- Absa has presented its financial results for the first half of 2021.
- The bank's headline earnings grew fivefold, while those of its retail banking business jumped eightfold.
- The bank's results were noisy, with some one-off items affecting its revenue, but it all came down to the significant decline in credit impairments.
Absa says its 2021 started better than it could ever imagine - with its new business production going up, and its earnings surpassing pre-pandemic levels.
Absa's headline earnings grew fivefold to R8.6 billion, while its biggest business unit, Retail and Business Banking (RBB), grew headline earnings eightfold to R4.2 billion. Absa Corporate and Investment Banking (CIB) more than doubled its headline earnings to R4 billion.
"It's particularly pleasing that our earnings are above pre-Covid-19 levels.
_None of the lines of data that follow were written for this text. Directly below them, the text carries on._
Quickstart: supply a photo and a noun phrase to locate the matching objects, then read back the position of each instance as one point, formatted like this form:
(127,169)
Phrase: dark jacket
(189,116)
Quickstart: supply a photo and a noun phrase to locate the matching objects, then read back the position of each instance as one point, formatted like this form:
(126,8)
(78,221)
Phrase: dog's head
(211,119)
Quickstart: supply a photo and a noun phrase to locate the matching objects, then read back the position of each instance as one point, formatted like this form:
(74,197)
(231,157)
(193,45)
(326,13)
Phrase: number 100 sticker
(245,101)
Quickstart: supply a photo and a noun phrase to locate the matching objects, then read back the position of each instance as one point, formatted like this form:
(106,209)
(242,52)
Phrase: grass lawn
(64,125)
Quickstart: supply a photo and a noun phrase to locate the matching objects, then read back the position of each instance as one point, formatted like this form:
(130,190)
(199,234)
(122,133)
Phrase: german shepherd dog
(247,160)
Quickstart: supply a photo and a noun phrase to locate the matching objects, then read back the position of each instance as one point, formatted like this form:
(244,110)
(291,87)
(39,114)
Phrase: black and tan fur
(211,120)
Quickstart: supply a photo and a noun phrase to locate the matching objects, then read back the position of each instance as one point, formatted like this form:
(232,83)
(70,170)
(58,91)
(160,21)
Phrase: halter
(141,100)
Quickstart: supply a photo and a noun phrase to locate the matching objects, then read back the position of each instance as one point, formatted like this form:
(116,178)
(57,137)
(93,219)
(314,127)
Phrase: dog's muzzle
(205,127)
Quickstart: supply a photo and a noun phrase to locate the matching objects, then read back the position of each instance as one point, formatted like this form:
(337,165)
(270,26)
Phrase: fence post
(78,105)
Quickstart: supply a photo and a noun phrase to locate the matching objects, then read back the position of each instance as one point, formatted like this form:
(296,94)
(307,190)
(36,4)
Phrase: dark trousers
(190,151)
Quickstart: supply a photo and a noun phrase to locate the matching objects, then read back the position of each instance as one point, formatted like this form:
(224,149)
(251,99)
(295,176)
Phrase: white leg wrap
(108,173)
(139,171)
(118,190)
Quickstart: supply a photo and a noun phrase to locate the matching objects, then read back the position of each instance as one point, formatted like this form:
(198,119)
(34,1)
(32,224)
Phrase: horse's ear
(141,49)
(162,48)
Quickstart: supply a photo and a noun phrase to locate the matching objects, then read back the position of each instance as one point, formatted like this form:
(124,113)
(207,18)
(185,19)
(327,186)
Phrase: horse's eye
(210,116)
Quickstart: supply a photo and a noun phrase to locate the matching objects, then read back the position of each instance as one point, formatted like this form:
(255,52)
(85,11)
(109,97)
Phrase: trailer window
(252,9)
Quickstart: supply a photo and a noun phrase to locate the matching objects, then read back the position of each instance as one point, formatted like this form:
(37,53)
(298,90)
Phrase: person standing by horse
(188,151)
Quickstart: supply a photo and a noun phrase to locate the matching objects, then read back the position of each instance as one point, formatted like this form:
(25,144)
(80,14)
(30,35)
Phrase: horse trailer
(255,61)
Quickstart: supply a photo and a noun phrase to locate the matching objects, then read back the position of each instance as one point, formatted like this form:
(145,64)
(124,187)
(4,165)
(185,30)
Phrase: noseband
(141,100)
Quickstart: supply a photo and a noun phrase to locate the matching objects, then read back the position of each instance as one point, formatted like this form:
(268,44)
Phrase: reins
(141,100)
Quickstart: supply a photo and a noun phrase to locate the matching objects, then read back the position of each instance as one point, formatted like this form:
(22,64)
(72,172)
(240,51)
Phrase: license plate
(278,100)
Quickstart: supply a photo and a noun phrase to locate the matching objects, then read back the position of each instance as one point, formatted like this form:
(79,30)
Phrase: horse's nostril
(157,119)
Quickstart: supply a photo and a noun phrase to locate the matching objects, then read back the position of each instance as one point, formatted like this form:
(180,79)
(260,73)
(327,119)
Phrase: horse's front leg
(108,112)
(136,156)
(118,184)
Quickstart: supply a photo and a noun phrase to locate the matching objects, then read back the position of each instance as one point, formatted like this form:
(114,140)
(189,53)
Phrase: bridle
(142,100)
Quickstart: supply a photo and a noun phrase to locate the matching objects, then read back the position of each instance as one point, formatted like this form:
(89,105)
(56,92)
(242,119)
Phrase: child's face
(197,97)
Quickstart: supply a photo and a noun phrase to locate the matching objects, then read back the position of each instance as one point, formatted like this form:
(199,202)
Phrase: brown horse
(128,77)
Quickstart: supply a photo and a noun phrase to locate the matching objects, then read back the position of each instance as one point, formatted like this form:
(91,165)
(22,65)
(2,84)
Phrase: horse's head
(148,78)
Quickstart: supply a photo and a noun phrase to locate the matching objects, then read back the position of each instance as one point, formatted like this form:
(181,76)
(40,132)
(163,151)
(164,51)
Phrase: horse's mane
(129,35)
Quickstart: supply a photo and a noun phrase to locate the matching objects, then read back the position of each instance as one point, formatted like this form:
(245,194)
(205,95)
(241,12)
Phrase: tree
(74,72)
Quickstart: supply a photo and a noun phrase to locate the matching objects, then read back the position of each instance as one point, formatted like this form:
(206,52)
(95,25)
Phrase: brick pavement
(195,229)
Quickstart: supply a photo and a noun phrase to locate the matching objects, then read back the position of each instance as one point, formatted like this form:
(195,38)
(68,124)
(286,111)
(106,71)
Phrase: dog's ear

Also, our first half normalised headline earnings per share is our highest ever," said Absa interim group CEO Jason Quinn.
A slight improvement in pre-provision profit growth and a massive decline in credit impairments saw Absa earnings jump 1 364.4%, possibly earning the bank the title of having the biggest comeback among its peers, if not the financial services sector at large.
Apart from Nedbank, which grew headline earnings by 148% last week, other banks are yet to present their results. But they've told shareholders to expect anything between a 35% and 150% rise in earnings.
How did Absa's earnings jump by so much?
The bank's results were somewhat noisy, given significant one-off items in its revenue. But Absa CFO Punki Modise said it all came down to "far lower credit impairments".
RBB's impairments were down 68%, and CIB's tanked 82%. Quinn said this was way more than the group expected. At the end of June 2020, Absa's credit impairments provisions almost reached R15 billion.
"This time last year, if you remember, we had just got out of the level 5 lockdown in our largest market in South Africa. We had provided substantial relief to customers. We had very big general provisions or macroeconomic variable provisions," said Quinn.
He said the bank has not touched any of those provisions at all. Absa had also raised provisions for bad debt, thinking delinquencies would rise significantly. But customers' repayment patterns actually improved, and thus the bank didn't have to build further provisions for that this year.
The one-off revenue items that also impacted Absa's results include the structural changes in the bank's balance sheet, Modise said. Absa has reduced its reliance on wholesale funding, which is generally more expensive and has more retail funding in the balance sheet now.
The bank also has a structural hedge to caution itself against low interest rates. That hedge contributed about R1.5 billion to Absa's balance sheet in the current financial year.
Operationally, the bank also recorded a sizeable boost in revenues, helped by better pricing in new loans. The group's non-interest revenue also performed better.
But Quinn said even when one excludes these on-off skewers, the underlying trends in Absa's performance were better than they appear on the surface. Recovery was broad-based, with all business units reporting significant growth because of a low base in the first half of 2020.